Free FAFSA Guide
Financial aid formulas seem like magic to most families. A few weeks or months after the student and his/her family files the Free Application for Federal Student Aid (FAFSA) and other financial aid application forms, the college or university financial aid office sends the student a financial aid award letter that lists a mix of grants, scholarships, student employment, loans and other forms of financial aid. How the colleges and universities determine a student’s eligibility for need-based financial aid is a mystery for most families. The answer starts off simple, but becomes more complicated as one digs deeper into the need analysis formulas.
Need-based financial aid is based on demonstrated financial need. Financial need is defined as the difference between the college’s cost of attendance (COA) and the expected family contribution (EFC). Accordingly, a student may demonstrate greater financial need with a lower EFC or by enrolling at a higher-cost college.

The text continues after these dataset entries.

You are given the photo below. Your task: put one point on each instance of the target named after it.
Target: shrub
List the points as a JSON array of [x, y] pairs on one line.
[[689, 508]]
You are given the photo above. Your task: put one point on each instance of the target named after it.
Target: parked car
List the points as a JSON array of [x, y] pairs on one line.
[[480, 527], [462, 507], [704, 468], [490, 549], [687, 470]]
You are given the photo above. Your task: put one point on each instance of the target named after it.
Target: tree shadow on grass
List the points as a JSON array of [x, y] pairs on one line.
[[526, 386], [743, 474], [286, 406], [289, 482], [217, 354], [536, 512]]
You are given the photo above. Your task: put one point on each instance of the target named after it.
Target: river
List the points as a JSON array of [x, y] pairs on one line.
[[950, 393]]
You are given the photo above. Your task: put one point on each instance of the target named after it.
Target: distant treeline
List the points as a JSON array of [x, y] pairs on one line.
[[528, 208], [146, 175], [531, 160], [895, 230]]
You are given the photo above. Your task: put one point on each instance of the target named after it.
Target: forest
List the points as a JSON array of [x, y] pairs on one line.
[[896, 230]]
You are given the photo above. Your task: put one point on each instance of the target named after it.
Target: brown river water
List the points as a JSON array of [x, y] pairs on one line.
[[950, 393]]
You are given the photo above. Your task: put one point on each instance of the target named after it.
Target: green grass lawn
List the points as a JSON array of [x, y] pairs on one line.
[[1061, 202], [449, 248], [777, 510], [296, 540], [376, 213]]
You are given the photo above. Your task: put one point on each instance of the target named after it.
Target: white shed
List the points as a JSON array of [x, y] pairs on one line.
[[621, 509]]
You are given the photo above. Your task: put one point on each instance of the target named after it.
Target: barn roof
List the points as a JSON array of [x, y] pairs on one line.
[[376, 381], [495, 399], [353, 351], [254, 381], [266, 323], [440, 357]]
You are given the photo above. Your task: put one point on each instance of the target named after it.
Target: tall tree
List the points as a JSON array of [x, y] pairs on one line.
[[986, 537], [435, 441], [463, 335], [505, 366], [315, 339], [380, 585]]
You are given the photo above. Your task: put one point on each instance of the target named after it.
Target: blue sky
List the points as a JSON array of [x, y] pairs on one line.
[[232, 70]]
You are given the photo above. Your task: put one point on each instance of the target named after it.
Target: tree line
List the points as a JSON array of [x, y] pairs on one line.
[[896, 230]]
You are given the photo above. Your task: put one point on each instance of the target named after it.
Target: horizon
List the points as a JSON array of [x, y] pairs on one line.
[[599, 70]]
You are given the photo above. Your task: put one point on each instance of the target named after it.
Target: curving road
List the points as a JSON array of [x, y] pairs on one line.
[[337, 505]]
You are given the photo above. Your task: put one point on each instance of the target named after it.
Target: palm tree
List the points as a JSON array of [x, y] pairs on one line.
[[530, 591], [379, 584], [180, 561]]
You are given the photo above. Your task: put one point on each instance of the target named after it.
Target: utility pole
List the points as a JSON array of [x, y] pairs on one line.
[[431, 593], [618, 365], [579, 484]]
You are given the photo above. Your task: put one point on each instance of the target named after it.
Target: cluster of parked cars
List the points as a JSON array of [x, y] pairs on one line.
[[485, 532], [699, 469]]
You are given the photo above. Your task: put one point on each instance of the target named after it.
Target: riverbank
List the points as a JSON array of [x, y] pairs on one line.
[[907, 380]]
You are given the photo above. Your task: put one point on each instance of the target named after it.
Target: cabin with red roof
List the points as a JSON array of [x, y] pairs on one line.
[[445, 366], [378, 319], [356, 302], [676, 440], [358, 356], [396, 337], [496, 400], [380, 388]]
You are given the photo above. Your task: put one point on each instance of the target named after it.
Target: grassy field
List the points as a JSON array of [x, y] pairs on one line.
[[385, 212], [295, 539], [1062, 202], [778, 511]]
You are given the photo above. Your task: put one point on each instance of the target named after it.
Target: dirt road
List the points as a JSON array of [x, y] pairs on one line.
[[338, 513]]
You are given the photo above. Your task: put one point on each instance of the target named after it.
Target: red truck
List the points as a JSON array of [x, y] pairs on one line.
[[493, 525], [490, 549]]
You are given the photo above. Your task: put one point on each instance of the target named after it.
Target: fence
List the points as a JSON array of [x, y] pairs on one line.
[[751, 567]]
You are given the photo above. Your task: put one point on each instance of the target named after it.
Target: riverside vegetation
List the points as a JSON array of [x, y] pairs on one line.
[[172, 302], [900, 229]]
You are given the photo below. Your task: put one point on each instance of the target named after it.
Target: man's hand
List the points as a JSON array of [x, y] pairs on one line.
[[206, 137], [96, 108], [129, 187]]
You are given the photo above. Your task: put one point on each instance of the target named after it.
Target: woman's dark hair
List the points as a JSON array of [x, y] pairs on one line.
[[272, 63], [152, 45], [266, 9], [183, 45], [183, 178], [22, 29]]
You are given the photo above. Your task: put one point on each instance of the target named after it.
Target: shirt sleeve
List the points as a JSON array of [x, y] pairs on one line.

A college’s packaging philosophy determines how the college financial aid administrator assembles a financial aid package to meet the student’s demonstrated financial need.
There are two main types of financial aid, gift aid and self-help aid:
- Gift aid is money that does not need to be repaid, such as grants and scholarships.
- Self-help aid includes education loans and student employment. Student loans must be repaid, usually with interest. Student employment must be earned.
The college’s packaging philosophy provides a collection of strategies for allocating each type of aid to each student, subject to limitations on available funds and the college’s goals.
Financial Aid Calculators and EFC Estimators
Given the complexity of financial aid formulas, few families are able to calculate estimates of their student’s eligibility for need-based financial aid by hand. Instead, there are a variety of financial aid calculators and other tools that students and parents can use to calculate an estimate of the student’s EFC and financial aid eligibility. These tools are useful for playing “what if” games, where the family explores how changes in income and assets, the number of children in college and other factors affect the amount of financial aid for which the student is eligible.
Examples of EFC estimators include the Expected Family Contribution (EFC) calculator from College Toolkit and FAFSA4caster from the U.S. Department of Education. While some people may refer to the FAFSA4caster as a FAFSA calculator or FAFSA estimator, it does not use the same need analysis formula as the FAFSA. Students and parents who want to do a “hand calculation” and gain a deeper understanding of need analysis can use the EFC Formula Guide.
Since October 29, 2011, all colleges and universities received Title IV federal student aid must provide a net price calculator on their web sites. The net price calculator provides an estimate of the student’s net price. The net price is the difference between the cost of attendance and just the grants and other gift aid, a good measure of the family’s real college cost.
A related resource is the U.S. Department of Education’s College Navigator tool, which provides average net price figures for various income ranges. This is a less personalized approach to net price, but can give the family a sense as to which colleges are more or less affordable.